- Straight Away (reflection basics)
- Up, Up and Away (reflections of objects suspended above a body of water)
- Pick Up Sticks (reflections of complex structures)
- Around The Side (reflection in a mirror)
MIRROR, MIRROR ON THE WALL
When Alice slipped through the looking glass, she didn’t concern herself with how to draw what she found on the other side. As an artist, however, you need to understand how reflections look and why they appear as they do.
A reflection is an exact replica of the original object, except in reverse. The reflection of a tree, for instance, has its leaves at its base and trunk at the top, the opposite of the actual tree (Figure-1A). In every other respect, however, reflection and original are the same, including their heights. Figure-2A diagrams this fact.
An object and its reflection are equal in size.
Up, Up and Away
Not all objects are directly on the ground, of course. Some float in the sky, as with clouds, and some are suspended above the ground, such as the tip of the fishing rod in Figure-3.
To understand the reflection of an object suspended above the ground, it may help to visualize the object as being supported by a stick as in Figure-3A). The height of the stick as it rises above the ground line (G.L.), and the height of its reflection are equal (Figure-3B). This is all in accordance with Rule #2, as follows:
The height of an object and the height of an object’s reflection are equal as measured from the ground line.
Pick Up Sticks
Complex objects can be thought of as being constructed of sticks that reflect in water or a mirror.
For our example, consider a crate sitting on a pier.

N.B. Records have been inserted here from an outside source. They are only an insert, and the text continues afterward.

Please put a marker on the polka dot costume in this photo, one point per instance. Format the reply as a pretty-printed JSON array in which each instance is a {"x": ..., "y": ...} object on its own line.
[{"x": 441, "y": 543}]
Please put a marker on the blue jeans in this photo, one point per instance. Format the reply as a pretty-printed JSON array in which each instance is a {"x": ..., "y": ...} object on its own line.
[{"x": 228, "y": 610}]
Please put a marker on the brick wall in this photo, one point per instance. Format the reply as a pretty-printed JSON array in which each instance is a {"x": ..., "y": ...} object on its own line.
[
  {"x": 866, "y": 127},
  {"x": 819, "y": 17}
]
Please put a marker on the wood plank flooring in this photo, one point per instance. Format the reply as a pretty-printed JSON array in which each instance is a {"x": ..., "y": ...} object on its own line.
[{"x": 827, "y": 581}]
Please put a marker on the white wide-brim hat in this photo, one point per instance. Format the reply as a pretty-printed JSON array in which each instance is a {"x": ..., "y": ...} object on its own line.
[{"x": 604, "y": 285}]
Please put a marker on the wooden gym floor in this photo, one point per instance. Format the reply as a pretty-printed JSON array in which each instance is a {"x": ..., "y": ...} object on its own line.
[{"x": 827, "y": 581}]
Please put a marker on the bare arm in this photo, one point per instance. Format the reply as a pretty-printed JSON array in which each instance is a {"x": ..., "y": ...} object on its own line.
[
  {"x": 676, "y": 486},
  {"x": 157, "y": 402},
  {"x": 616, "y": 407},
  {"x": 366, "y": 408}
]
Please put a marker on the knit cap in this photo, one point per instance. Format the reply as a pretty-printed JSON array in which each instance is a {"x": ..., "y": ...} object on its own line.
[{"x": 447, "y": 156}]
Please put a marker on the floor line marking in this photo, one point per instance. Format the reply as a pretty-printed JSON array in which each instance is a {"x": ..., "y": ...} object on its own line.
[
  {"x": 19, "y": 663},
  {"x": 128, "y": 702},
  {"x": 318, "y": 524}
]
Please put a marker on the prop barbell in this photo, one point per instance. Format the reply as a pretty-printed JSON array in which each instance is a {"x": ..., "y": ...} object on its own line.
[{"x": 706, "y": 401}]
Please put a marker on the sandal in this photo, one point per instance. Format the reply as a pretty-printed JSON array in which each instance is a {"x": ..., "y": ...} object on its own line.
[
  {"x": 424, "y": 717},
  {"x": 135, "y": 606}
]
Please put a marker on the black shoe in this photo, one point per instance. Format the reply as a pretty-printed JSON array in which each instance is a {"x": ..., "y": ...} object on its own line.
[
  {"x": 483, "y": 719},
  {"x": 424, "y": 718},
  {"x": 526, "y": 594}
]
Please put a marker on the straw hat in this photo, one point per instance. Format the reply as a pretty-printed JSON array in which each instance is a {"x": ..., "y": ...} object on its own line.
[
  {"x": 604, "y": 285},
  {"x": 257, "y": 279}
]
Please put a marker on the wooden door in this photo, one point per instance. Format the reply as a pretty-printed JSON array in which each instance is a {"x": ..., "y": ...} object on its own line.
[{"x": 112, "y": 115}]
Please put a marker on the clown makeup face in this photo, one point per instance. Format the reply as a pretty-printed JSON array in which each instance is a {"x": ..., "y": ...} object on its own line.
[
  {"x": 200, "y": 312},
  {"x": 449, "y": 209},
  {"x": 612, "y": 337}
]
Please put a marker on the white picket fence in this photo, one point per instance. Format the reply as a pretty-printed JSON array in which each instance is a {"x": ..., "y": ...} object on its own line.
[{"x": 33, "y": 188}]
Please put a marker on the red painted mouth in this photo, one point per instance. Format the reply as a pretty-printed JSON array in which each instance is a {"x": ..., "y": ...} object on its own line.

When reduced to skeletal form, we can imagine the three visible vertical edges of the pier as upright sticks, each of a certain height, and each casting a reflection of equal height into the water
When the tips of the sticks are connected together, the shape of the pier’s reflection becomes clear.
(Notice that the top of the pier is not visible in the reflection. A reflection is a reversal of an actual object; in this case the pier's reflection is upside-down. Thus, if the real pier did not obscure it, we would be able to see the reflected pier's underside.)
The reflection of the crate forms in a similar manner as the pier. Again, one can think of the crate’s vertical edges as being sticks. In this case, however, it is helpful to imagine the crate as being stretched downward until its base is touching the surface of the water. Remember, reflections begin at the ground line, which is the water’s surface in our example. (The extra stretched out portion of the crate is shown as a broken line in the illustration.)
figure 4e & 4f
Here we have the completed rendering, with Figure-4F showing the reflection as distorted by ripples.
Around The Side
The same ideas and principles that apply to reflections downward into water also apply to reflections sideways into a wall mirror.
Figure-5A below is nearly the same as Figure-4E, although it has been rotated 90° and a mirror and shelf have been added.
In Figure-5B the shelf is wider and the blocks of wood are no longer directly against the mirror. Consistent with Rule #2 is the fact that the distance of the actual block of wood from the surface of the mirror is the same distance as the reflection, as indicated by arrows "Y" and "Y1." Also, the thickness of the genuine and reflected wood blocks are the same, in keeping with Rule #1.